Culture & Research Philosophy
Our interdisciplinary team works at the foundational models of computer vision, natural language processing, and multimodal learning:
- Experimental: Conduct reproducible experiments that advance fundamental understanding.
- Computational: Leverage algorithms, models, and coding expertise to tackle challenging questions.
Lab Entry
We welcome students from all disciplines with strong curiosity and a passion for rigorous, original research. We commonly submit our work to conferences including ACL, NIPS, CVPR and ACM CHI.
- Document Intelligence
OCR is no longer just about reading text; it is about understanding the structure of a page. A human understands a document by looking at the layout, charts, and text together. We are building Multimodal models that can parse complex, unstructured documents (like invoices or scientific papers) end-to-end. We are especially interested in low-resource languages where training data is scarce. - Small Language Models
Everyone is competing to build bigger models, but we are going the other direction. We focus on Small Language Models (SLMs) and Knowledge Distillation. The core research question here is: How much reasoning capability can we retain if we reduce the model size by 10x or 100x? We investigate quantization and parameter-efficient fine-tuning to bring LLM-level intelligence to edge devices. - Speech2Text
Labelling audio data is expensive and slow. We focus on Self-Supervised Learning (SSL), where models learn the structure of speech just by listening to massive amounts of unlabelled audio. We apply this to difficult problems like "Code-Switching" (when speakers mix languages in one sentence) and speech recognition in highly noisy environments where standard models collapse. - Text2Speech
We work on the dual edges of generative audio.
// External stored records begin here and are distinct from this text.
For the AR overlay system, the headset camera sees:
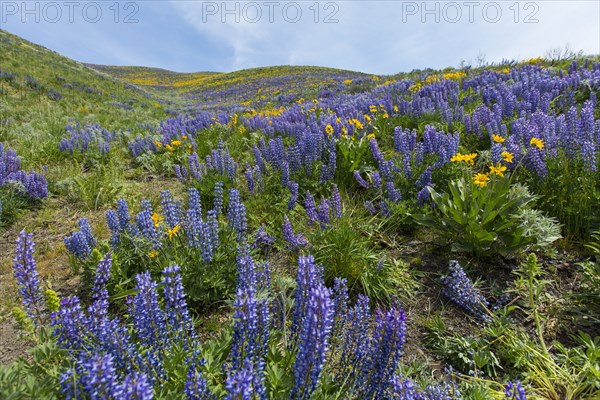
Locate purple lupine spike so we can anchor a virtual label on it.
[288,181,299,210]
[64,231,92,260]
[292,254,323,342]
[135,208,162,249]
[355,307,406,399]
[385,181,402,203]
[354,171,369,189]
[440,260,490,321]
[129,271,167,347]
[370,171,381,190]
[13,231,44,325]
[50,296,89,355]
[183,365,210,400]
[106,210,122,246]
[304,190,319,225]
[121,372,154,400]
[117,198,129,232]
[245,163,256,194]
[225,361,254,400]
[162,265,196,345]
[290,285,334,399]
[331,184,342,219]
[160,189,183,229]
[505,381,527,400]
[317,199,331,229]
[281,161,290,187]
[254,225,275,247]
[92,253,112,311]
[378,199,392,218]
[214,181,223,215]
[365,200,377,215]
On the creative side, we are building Controllable TTS systems that allow fine-grained control over emotion, speed, and prosody without needing hours of studio recording. On the safety side, we are developing forensic tools to detect Deepfakes. We want to find the subtle statistical artifacts that generative models leave behind, so we can distinguish AI voices from human ones. - Medical VQA
Visual Question Answering (VQA) in the medical domain is a challenging task that requires a deep understanding of both visual data and medical knowledge. We are developing advanced VQA systems that can assist healthcare professionals by providing accurate answers to complex medical questions based on medical images such as X-rays, MRIs, and CT scans. Our research focuses on integrating multimodal data and leveraging domain-specific knowledge to improve the accuracy and reliability of these systems. - Human-AI Interaction
As AI systems become more prevalent, understanding how humans interact with them is crucial. We study Human-AI Interaction to design systems that are intuitive and user-friendly. Our research focuses on creating interfaces that facilitate seamless collaboration between humans and AI, ensuring that the technology enhances user experience without overwhelming them. Example applications include AI assistants, Mental Health Chatbots, Human-Robot Interaction, and interactive learning platforms.